Ruth Amey, SENSE’s Leeds-based centre manager, has just published a new paper using satellite imagery to create high-resolution maps of ground surface elevation. This is then used to better inform estimates of hazard and risk due to earthquakes.

The paper focusses on Almaty in Kazakhstan. Almaty, like many cities around the world, it is located close to a number of active faults on which earthquakes can occur. There may also potentially be faults underneath the city that have been buried as Almaty has expanded and increased in population to approximately 2 million.

Almaty city, taken looking South. The mountains are formed by active faults.

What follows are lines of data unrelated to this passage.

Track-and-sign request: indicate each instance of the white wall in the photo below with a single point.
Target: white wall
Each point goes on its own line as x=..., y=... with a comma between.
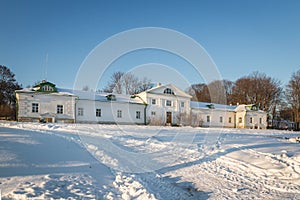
x=160, y=108
x=47, y=103
x=214, y=116
x=109, y=112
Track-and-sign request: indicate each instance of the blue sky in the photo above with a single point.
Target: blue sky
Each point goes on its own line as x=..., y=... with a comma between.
x=39, y=36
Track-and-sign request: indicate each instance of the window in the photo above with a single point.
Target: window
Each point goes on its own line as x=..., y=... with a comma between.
x=168, y=91
x=98, y=112
x=240, y=120
x=208, y=118
x=119, y=114
x=153, y=101
x=47, y=88
x=35, y=107
x=138, y=115
x=60, y=109
x=168, y=103
x=182, y=104
x=80, y=111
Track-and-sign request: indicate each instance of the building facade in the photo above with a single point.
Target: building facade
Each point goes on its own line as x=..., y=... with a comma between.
x=161, y=105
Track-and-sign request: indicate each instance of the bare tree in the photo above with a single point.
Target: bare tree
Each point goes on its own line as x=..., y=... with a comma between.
x=8, y=85
x=199, y=92
x=219, y=91
x=292, y=93
x=126, y=83
x=258, y=88
x=115, y=84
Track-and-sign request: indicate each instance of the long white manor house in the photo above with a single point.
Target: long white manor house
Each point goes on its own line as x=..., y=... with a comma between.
x=160, y=105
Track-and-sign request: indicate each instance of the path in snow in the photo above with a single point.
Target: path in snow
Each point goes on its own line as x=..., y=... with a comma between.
x=239, y=164
x=45, y=166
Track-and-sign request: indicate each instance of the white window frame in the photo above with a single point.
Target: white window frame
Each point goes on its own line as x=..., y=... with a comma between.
x=80, y=111
x=119, y=113
x=60, y=109
x=35, y=107
x=207, y=118
x=98, y=112
x=182, y=104
x=138, y=114
x=153, y=101
x=167, y=103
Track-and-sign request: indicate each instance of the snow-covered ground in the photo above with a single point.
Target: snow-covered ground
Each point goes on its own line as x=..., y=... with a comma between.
x=84, y=161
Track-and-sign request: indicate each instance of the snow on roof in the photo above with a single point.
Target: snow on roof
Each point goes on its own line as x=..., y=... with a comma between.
x=87, y=95
x=206, y=105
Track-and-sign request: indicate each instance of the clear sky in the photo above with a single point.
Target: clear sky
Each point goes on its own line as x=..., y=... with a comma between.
x=50, y=39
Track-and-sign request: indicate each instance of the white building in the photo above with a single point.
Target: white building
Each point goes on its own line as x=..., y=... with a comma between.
x=161, y=105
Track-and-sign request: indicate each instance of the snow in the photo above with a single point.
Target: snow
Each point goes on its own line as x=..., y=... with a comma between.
x=84, y=161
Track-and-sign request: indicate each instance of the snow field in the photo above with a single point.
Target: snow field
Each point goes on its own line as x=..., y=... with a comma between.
x=147, y=162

In the paper, the authors use Pleiades and SPOT stereo satellite imagery. This is optical satellite imagery of the same area taken from at least two different angles.

Google Earth image of Almaty, Kazakhstan, with an indication of the locations of the two Pleiades satellites

Then by using photogrammetric methods, the authors create high-resolution digital elevation models (DEMs). As the gif below shows, DEMs at very low resolution can pick out the outline of mountain ranges, but not much more than this. With Pleiades imagery, we can create DEMs of approximately 2m resolution, meaning we can pick out details in the city such as buildings and trees. This is the resolution needed to identify subtle changes in elevation in cities that may indicate there are active faults.

DEMs of different resolution over Almaty city. Adapted from figure in Amey et al., 2021

With these high-resolution DEMs, fieldwork and other literature, the authors identify and examine a potential active fault underneath Almaty city. The authors then use the Global Earthquake Model‘s Openquake Engine to calculate the hazard (ground shaking) and risk (damage and losses) to Almaty city.